The people eat the food as the sky, a large amount of waste edible oil can be produced in the catering industry in China every year, and the waste oil can be used for preparing biodiesel at present, but the existing popularization degree is insufficient, the domestic production and use chain is not sound, and the cost is still a margin for reduction. For waste mineral oil produced in industry, the liquid waste belongs to toxic and harmful substances, and belongs to dangerous waste according to national dangerous waste list regulations. The methods of utilizing and disposing of waste mineral oil mainly include recycling, incineration disposal and landfill disposal. The main index of the recycled product of the waste mineral oil is detected, so that the quality of the recycled product is ensured; the nation encourages the comprehensive utilization of heat energy by incineration; the waste mineral oil which cannot be recycled or incinerated should be safely disposed of in landfills.

The waste oil grows year by year in yield, and under the condition that the requirement of basic recovery cannot be met, the phenomenon that the waste oil is seriously damaged by disordered discharge to the environment can occur, so that the finding out of a better recovery mode is of great significance in environmental protection. In order to benefit from such waste materials, in addition to the means currently existing, the present invention proposes another possible advantageous use of waste liquid oils as starting material for the synthesis of Carbon Nanotubes (CNT).

The carbon nanotube is a large molecule with a nano-scale diameter rolled up by a hexagonal honeycomb-shaped graphite plane obtained by combining one carbon atom with three other carbon atoms, is hollow and light, and has excellent electrical conductivity, thermal conductivity and mechanical strength. Carbon nanotubes have been attracting attention as fillers for various polymer composites due to these excellent physical properties, and a large amount of research and development is being conducted on polymer composites using carbon nanotubes on a commercial scale. At present, the carbon source of the carbon nano tube is aromatic substances such as toluene or low molecular weight hydrocarbons fractionated in petroleum industry such as acetylene, ethanol and the like, the source is not easy to obtain, and the carbon nano tube is not easy to transport as a gaseous carbon source and has a certain explosion risk, so that a large number of carbon nano tubes are limited to be put on line.

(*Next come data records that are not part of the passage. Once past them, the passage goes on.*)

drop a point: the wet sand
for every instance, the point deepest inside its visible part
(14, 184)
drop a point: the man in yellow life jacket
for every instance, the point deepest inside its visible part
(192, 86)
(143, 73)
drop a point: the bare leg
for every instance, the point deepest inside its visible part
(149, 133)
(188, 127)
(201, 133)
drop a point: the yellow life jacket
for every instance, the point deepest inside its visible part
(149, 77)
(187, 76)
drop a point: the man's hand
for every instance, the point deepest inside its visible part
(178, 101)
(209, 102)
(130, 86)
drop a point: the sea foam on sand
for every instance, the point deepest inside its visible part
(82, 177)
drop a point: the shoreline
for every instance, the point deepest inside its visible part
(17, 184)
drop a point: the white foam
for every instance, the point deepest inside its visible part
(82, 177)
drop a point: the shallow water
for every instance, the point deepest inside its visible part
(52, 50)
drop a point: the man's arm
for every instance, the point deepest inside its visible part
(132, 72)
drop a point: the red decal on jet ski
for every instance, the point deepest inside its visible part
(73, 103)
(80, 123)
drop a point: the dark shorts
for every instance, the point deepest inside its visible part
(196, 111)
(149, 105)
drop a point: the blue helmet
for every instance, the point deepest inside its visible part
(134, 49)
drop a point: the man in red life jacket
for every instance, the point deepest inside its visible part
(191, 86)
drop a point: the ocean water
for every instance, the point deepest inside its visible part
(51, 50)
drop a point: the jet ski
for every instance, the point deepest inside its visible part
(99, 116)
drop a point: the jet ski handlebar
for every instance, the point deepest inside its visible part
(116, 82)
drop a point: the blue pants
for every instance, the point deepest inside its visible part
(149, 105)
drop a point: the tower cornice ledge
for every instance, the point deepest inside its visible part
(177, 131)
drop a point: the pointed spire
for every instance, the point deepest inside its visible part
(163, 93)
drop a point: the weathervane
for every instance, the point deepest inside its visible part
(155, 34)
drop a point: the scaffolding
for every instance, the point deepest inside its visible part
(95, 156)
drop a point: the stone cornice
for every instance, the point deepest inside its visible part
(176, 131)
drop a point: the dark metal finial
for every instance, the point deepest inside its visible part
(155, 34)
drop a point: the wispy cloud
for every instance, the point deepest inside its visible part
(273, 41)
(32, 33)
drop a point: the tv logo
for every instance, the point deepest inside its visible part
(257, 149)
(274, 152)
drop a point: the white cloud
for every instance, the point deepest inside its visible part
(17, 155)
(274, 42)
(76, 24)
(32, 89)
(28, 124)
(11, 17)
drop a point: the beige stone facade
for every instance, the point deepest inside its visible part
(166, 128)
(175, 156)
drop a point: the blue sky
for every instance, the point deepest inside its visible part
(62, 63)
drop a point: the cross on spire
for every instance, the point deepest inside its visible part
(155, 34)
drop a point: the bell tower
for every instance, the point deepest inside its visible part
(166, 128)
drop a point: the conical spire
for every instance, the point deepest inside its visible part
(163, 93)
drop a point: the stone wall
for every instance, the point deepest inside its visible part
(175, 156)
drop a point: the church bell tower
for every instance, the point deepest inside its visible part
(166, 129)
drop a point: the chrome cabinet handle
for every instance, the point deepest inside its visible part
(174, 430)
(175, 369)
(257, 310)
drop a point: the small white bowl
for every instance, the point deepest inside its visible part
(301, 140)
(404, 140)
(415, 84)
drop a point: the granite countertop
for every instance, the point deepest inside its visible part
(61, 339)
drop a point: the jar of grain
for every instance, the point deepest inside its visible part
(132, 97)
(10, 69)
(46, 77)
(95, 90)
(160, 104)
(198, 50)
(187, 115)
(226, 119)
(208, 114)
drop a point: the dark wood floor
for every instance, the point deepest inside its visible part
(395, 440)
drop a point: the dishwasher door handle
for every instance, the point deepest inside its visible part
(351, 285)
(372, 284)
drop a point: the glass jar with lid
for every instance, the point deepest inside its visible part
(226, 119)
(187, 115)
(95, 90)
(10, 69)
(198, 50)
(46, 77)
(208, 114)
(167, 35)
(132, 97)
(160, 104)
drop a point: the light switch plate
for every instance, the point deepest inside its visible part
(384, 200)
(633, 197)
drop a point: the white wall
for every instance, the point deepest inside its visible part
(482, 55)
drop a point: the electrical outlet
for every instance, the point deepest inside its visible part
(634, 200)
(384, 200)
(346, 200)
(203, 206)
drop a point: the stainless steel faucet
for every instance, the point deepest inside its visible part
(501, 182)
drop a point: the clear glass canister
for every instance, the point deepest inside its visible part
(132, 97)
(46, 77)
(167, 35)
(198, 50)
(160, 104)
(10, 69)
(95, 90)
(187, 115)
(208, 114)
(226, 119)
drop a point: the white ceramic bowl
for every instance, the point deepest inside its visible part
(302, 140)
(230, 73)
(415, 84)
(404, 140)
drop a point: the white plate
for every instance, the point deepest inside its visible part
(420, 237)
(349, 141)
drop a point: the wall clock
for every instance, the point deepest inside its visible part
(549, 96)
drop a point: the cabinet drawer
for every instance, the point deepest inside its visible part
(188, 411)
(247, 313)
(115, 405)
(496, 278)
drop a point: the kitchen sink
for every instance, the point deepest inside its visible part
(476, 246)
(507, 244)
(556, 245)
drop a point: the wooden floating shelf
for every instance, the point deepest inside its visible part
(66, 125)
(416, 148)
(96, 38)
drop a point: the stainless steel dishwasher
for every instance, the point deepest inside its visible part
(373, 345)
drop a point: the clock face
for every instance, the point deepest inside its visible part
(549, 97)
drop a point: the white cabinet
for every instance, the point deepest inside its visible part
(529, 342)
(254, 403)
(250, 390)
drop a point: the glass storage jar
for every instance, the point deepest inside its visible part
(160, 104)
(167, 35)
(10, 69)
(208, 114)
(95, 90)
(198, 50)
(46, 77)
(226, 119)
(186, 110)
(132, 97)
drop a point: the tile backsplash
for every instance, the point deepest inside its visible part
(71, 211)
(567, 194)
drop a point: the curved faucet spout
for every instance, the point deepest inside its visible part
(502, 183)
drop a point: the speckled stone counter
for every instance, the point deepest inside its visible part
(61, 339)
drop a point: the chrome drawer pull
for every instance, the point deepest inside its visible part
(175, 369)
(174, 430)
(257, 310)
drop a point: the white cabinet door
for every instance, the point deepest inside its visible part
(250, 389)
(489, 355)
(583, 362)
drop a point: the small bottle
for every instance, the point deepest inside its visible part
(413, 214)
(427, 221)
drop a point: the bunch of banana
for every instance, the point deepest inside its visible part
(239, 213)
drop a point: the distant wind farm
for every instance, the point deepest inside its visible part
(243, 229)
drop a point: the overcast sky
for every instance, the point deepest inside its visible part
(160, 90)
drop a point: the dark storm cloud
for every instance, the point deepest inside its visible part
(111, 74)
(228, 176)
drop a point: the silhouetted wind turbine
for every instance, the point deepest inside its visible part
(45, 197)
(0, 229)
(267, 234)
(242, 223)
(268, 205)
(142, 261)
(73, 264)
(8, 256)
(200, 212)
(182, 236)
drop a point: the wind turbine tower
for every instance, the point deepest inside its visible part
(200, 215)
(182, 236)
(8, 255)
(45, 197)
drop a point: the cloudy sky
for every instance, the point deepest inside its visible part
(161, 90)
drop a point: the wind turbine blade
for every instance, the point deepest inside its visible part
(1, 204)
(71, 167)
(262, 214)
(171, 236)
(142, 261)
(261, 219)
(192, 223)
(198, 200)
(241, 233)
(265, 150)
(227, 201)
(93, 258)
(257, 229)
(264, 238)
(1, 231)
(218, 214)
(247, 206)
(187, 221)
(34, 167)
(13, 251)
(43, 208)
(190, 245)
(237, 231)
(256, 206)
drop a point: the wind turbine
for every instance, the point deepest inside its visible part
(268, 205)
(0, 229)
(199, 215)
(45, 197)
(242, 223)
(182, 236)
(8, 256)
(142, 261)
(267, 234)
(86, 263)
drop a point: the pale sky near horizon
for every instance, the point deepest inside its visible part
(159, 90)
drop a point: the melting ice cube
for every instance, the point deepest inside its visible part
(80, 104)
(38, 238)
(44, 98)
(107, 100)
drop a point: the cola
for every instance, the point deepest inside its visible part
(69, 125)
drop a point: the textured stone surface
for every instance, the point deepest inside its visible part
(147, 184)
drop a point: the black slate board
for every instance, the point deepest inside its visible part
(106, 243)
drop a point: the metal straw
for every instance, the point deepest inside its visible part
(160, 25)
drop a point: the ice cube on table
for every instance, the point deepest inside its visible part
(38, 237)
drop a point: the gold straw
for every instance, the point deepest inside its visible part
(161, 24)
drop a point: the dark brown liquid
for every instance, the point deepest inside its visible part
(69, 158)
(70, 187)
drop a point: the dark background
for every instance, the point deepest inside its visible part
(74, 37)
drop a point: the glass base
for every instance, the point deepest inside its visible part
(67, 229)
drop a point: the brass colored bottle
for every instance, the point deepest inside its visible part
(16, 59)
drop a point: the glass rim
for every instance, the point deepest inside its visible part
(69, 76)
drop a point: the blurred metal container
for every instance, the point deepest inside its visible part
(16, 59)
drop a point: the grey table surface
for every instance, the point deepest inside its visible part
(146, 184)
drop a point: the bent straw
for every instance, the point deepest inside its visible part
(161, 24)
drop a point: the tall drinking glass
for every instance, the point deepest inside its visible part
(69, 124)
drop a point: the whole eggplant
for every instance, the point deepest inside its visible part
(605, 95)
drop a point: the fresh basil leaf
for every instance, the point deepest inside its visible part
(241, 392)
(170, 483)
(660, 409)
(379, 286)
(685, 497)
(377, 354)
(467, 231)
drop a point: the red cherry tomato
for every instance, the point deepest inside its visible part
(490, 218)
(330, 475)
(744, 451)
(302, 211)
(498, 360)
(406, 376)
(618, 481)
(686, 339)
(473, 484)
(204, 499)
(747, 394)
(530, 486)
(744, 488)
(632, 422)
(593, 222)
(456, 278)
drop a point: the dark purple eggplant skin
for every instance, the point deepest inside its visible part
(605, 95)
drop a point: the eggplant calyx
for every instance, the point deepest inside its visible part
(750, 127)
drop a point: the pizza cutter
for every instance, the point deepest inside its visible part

Carbon nanotubes, a potentially versatile material, are an economical and environmentally friendly option for industrial scale production using abundant waste materials. Based on the development status, the invention utilizes the waste liquid oil as a carbon source to prepare the carbon nanotubes, and can prepare the carbon nanotubes with length-diameter ratio and high yield according to the regulation and control of the growth mode and the condition of the specific carbon nanotubes. The method has high efficiency of the preparation process and high quality of the product, provides an effective way for the industrialized preparation of the high-quality carbon nano tube, and has important significance for the development of the field of the carbon nano tube and the recovery of waste oil.

Disclosure of Invention

In order to overcome the technical problems in the prior art, the invention provides a method for preparing carbon nanotubes with high length-diameter ratio by taking waste liquid oil as a carbon source.

The method uses the waste liquid oil as a carbon source, and opens up a way for recycling the liquid waste and obtaining the product with high added value. Research shows that the carbon nano tube prepared by the catalyst selection and the additive amount growth promoter has high carbon conversion rate and higher length-diameter ratio.

The invention solves the problems by the following technical proposal:

a method for preparing high length-diameter ratio carbon nano tubes by taking waste liquid oil as a carbon source comprises the following steps:

(1) Mixing the waste liquid oil with a catalyst and a growth promoter to obtain a mixed raw material;

(2) Spraying the mixed raw materials and protective gas into a quartz tube through a sprayer, and putting into a double-furnace system

And (3) carrying out a reaction, collecting a product after the reaction is finished, and cleaning to obtain the carbon nano tube with high length-diameter ratio.

Preferably, the waste liquid oil is one or more of waste edible vegetable oil, edible vegetable blend oil, waste animal oil, waste mineral oil and waste lubricating oil.

Preferably, the waste liquid oil is a waste liquid oil having a viscosity of not more than 100cP at room temperature.

Preferably, the catalyst in the step (1) is one or more of compounds containing iron, nickel, cobalt and manganese.

Preferably, the addition amount of the catalyst in the step (1) is 0.5-10 wt% of the amount of the waste liquid oil.

Preferably, the growth promoter in step (1) is thiophene.

In the process of a great deal of experimental study, the inventor surprisingly found that thiophene is used as a growth promoter in the invention, and the length-diameter ratio of the carbon nano tube prepared by the invention can be greatly improved.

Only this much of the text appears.